It feels like only yesterday when we reviewed what we did in 2021, and suddenly 2022 is over too! This was a busy year for everyone and obviously we didn’t feel the time passing by. However, we can try to remember what we did and admit that all this indeed took time!
The main achievement was the release in May of version 4.0 (aka Kirkstone), our second LTS (Long Term Support) release. The project is committed to supporting it for at least two years, and at the same time continues to support its first LTS (3.1, aka Dunfell) for two more years (until Apr. 2024). In this way developers have plenty of time to switch from one LTS to the next. It is an interesting experiment for the project to see how much effort will be required to: support one LTS release for 4 years, maintain another LTS (Kirkstone), produce the current stable release, and prepare for the next release, all at the same time!
The project was pleased to announce 100% binary reproducibility of the project’s core components with this feature being enabled by default in all builds. The project also added SPDX Software Bill of Materials (SBoM) generation, and now has automated tooling around CVE analysis. These features mean systems built with the project have clearly identified components and can be rebuilt or changed as needed should the need arise for security updates, or any other reason, in the future.

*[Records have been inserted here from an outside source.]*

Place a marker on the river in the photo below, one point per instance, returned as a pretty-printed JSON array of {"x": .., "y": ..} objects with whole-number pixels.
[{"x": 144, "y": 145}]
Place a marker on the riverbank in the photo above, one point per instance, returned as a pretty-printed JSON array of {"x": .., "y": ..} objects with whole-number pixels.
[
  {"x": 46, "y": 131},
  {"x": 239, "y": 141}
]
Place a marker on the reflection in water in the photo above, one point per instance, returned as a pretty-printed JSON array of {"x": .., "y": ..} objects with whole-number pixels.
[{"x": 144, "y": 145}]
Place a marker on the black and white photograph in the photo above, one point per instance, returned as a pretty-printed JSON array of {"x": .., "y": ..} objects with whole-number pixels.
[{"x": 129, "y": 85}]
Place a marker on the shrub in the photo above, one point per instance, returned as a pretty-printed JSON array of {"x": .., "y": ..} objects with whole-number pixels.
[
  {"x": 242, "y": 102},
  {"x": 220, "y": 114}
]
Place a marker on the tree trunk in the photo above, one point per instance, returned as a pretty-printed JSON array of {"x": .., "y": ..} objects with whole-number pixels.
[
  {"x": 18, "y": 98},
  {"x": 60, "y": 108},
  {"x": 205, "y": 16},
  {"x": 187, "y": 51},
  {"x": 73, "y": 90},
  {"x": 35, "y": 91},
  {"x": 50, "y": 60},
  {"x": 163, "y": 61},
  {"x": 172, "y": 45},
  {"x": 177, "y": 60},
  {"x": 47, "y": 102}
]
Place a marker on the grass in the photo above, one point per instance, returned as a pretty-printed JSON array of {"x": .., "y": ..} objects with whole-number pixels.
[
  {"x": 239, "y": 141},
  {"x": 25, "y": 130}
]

Here is a curated selection of noteworthy technical changes found in the releases we made in 2022:
- Release 4.0 (Kirkstone) included Rust and SPDX 2.2 SBoM generation support. These features were already present in version 3.4 (October 2021), but continued to mature in 2022. Rust improves software development efficiency while providing enhanced memory management. SPDX facilitates management of open source licenses and security vulnerability assessment.
- Release 4.0 was also the first LTS with our new override syntax, introduced in 3.4. The new syntax helps engineers by clearly distinguishing override labels from variable names.

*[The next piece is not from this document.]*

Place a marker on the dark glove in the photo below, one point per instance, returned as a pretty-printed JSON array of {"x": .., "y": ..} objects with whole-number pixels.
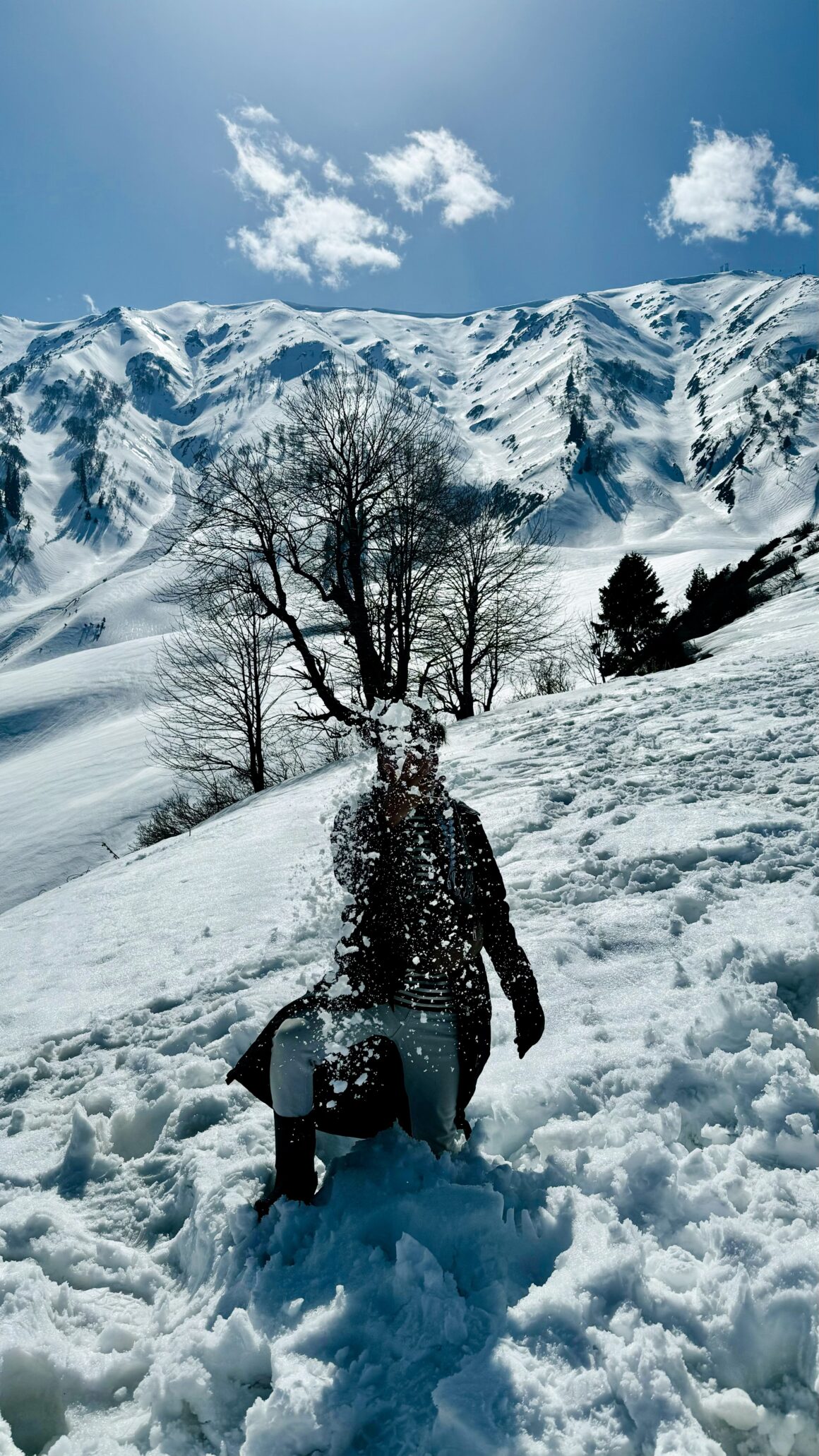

- CVE checking improvements, in particular to export the report in JSON format. These improvements facilitate keeping distributions up to date with security fixes.
- License names in recipes must now be standard SPDX license identifiers. The standardization of license names facilitates management of open source licenses.
- Binary reproducibility is now standard as well as network access is now disabled by default (in all tasks except do_fetch), relieving developers from explicitly enabling/disabling them. The new defaults improve build consistency from the beginning of a new project.
There was also news on the documentation front. In particular, coverage for a few topics was expanded:
- Brand new SPDX SBoM generation documentation.
- Improved documentation of CVE management.
- Release notes are now part of the documentation, not just in plain text but in all the formats supported by Sphinx. In particular, this makes it possible to refer to a particular section of the release notes. These new release notes are found next to the release migration notes link, starting from version 3.4 (Honister) on.
Conferences and summits
We organized two successful virtual Yocto Project Summits in 2022.
The first one was in May, offering a mix of hands-on sessions, technical presentations and product showcases, followed by informal “Social Hour” time to chill out with speakers and other participants. 21 videos were recorded and slides are available on elinux.org. 273 unique participants attended this event.
The Yocto Project got back to in-person events for the first time by having 5 talks at the Embedded Linux Conference in Austin in June.
The Yocto Project also had a big presence at the Embedded Linux Conference Europe in Dublin in September, including 5 sessions and a booth which was donated by Arm. This booth was busy at all times! This event allowed many friends of the project to reunite at last for the first time in 3 years.
The Yocto Project has been working with SPDX, another Linux Foundation project, to support generating Software Bill of Materials (SBoM) files which can include all the relevant metadata in BitBake recipes, the dependencies between them, and security vulnerability information. Yocto Project developer Joshua Watt is involved in drafting version 3.0 of the SPDX standard.
The Yocto Project, being an Open Source project, has many well-known users, but also many invisible ones. If your company is one of the invisible ones, you can help raise awareness of the Yocto Project without having to reveal any secret information by adding your company’s name to the list on the Project Users wiki page. Of course, more detailed testimonials such as blog posts are even better, and we will be happy to give visibility to them if you let us know through our advocacy mailing list.
Following hard-to-predict events which happened in 2022, the Yocto Project is now present on Mastodon. If you haven’t tried it yet, you will be surprised how many familiar names and faces you will find there!
The BMW Group joined the project as a Platinum member and Axis Communications also joined the project as a Silver member. We are grateful to all our members who back our community contributors through engineering time and funding!
Synesso brings the ultimate coffee experience of coffee shops to the home with the ES.1. The innovative fuzzy logic control system lets the user experiment with and fine tune all parameters of the brewing process. At the the push of the home barista’s fingertips the Yocto Project powered touch computer adjusts pressure and temperature, provides graphical analysis, records brewing profiles and automates in pursuit of the perfect recipe.